When a devastating landslide all but swallowed up his Swiss village and toppled his three-generation family-owned hotel in May, Lukas Kalbermatten didn't dwell or get emotional: He snapped into action to rebuild.
The hotelier's response sums up the mindset of many of the 300-odd residents of Blatten: They could have left the bucolic village in the southern Lötschental valley for dead — but instead wanted to see it come alive again one day.
It might have been different: Authorities evacuated villagers and livestock, but a 64-year-old man was killed as 9 million cubic meters of ice, stone and earth tumbled down from the Kleine Nesthorn peak on May 28, leaving a trail some 2-1/2 kilometer (about 1-1/2 miles) wide and 100 meters (about 330 feet) high in places.
If the toll had been higher, locals say, Blatten might have seemed cursed — and many might not have wanted to return.
Many hope for a return to home, if not their destroyed houses, within about five years.

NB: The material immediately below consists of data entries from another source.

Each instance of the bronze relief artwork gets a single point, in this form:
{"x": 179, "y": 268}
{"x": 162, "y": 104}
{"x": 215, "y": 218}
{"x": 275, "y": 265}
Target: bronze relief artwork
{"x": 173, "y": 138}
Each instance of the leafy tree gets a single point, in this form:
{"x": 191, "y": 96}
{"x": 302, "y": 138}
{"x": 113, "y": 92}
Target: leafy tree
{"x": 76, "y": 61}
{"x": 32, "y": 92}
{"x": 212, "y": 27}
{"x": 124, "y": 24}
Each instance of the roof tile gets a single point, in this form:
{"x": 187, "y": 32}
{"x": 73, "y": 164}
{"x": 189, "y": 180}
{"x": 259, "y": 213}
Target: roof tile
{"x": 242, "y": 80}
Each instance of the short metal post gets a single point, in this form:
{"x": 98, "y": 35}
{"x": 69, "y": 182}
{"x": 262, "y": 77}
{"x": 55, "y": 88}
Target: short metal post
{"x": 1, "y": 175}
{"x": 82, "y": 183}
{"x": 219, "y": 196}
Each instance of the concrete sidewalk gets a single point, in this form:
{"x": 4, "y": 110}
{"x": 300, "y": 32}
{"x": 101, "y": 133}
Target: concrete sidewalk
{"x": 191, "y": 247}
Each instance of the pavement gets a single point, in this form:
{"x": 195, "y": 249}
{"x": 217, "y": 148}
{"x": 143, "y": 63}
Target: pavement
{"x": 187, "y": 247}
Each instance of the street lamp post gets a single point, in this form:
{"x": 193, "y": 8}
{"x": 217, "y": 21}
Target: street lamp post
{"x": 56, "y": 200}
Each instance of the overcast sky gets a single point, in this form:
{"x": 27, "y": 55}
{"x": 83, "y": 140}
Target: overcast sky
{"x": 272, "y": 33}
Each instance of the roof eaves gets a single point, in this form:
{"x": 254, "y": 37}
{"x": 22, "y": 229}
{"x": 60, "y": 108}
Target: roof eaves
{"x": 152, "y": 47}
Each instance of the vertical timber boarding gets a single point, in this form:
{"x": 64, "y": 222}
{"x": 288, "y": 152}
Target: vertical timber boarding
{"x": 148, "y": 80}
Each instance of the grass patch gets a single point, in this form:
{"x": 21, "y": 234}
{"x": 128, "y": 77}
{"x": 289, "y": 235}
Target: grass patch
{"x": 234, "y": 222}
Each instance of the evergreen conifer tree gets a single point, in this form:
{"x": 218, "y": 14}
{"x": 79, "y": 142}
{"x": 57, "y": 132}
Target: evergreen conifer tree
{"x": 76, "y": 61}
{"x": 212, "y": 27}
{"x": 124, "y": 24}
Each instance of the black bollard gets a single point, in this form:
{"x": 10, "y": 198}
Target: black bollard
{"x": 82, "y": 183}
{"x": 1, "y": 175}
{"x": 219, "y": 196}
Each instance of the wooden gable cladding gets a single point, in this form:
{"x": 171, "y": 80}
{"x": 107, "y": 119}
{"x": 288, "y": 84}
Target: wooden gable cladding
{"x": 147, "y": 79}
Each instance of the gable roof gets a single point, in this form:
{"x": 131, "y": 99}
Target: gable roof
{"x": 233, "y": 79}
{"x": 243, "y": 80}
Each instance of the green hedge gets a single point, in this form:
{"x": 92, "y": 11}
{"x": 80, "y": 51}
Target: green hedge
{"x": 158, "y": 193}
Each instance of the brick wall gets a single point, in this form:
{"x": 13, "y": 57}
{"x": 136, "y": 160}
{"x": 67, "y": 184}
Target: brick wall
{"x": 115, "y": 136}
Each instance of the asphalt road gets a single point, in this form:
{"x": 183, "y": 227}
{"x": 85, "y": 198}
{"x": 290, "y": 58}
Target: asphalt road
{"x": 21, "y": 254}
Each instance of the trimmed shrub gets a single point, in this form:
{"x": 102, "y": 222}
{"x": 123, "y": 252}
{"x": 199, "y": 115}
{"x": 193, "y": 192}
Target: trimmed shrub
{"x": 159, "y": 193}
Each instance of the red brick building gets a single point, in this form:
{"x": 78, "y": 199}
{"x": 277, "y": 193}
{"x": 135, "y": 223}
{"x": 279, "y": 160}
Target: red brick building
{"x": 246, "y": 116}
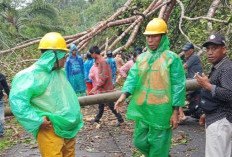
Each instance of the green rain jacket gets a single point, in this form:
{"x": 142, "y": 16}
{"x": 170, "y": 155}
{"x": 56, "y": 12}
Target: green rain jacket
{"x": 40, "y": 91}
{"x": 156, "y": 82}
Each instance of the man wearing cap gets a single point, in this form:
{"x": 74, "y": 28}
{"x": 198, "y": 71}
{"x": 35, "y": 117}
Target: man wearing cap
{"x": 193, "y": 65}
{"x": 216, "y": 98}
{"x": 156, "y": 83}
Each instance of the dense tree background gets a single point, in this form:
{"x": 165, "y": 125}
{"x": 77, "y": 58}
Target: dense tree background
{"x": 26, "y": 20}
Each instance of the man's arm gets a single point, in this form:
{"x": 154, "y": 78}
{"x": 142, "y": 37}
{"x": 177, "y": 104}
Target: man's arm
{"x": 178, "y": 89}
{"x": 5, "y": 86}
{"x": 24, "y": 87}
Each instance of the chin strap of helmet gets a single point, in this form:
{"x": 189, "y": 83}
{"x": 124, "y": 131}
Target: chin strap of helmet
{"x": 57, "y": 62}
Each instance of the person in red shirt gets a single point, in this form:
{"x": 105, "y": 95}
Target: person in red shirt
{"x": 104, "y": 84}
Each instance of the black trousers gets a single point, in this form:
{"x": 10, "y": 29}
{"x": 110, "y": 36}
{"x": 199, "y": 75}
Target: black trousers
{"x": 111, "y": 106}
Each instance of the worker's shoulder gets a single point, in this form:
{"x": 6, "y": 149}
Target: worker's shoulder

Kalbermatten, whose web site for his Hotel Edelweiss in Blatten shows it half-sunk in a pea-soup-green pond created by the disaster, joined up with other local families to set up a “temporary” hotel at the summit of a gondola lift in the neighbouring village of Wiler — one of three villages in the valley where most Blatten residents relocated.
“For tourism in this valley it’s also a catastrophe because we don’t have enough beds for all the tourists," he said.
Laurent Hubert, co-owner of the Nest- und Bietschhorn hotel and restaurant near Blatten, said tourism in the valley was “crippled” and that his wife, Esther Bellwald, is spearheading the new hotel with Kalbermatten.
Its web site said the families of the staff were “all deeply shaken and endlessly sad.”
"This project gives us hope, and we also want to help rebuild Blatten, or at least the valley”, Hubert said in knee-deep snow near the construction site, with crews in short sleeves below sunny skies working quickly for a planned Dec. 18 opening of the “Momentum” hotel.
A 30-centimeter (12-inch) dump of snowfall over the weekend gave the valley its white wintertime gleam again.
In recent months, work crews have restored electricity and telecom lines to the Blatten area, used backhoes to dig a drainage canal, and cleared high roads that lead to Blatten, allowing for some exiled residents to briefly return to collect some belongings.
Some used rowboats to access the attics of their inundated homes.
Others queued up to claim lost items that were found by clean-up crews — books, family photos, and heirlooms like a wedding dress, as much as more-mundane bedding materials.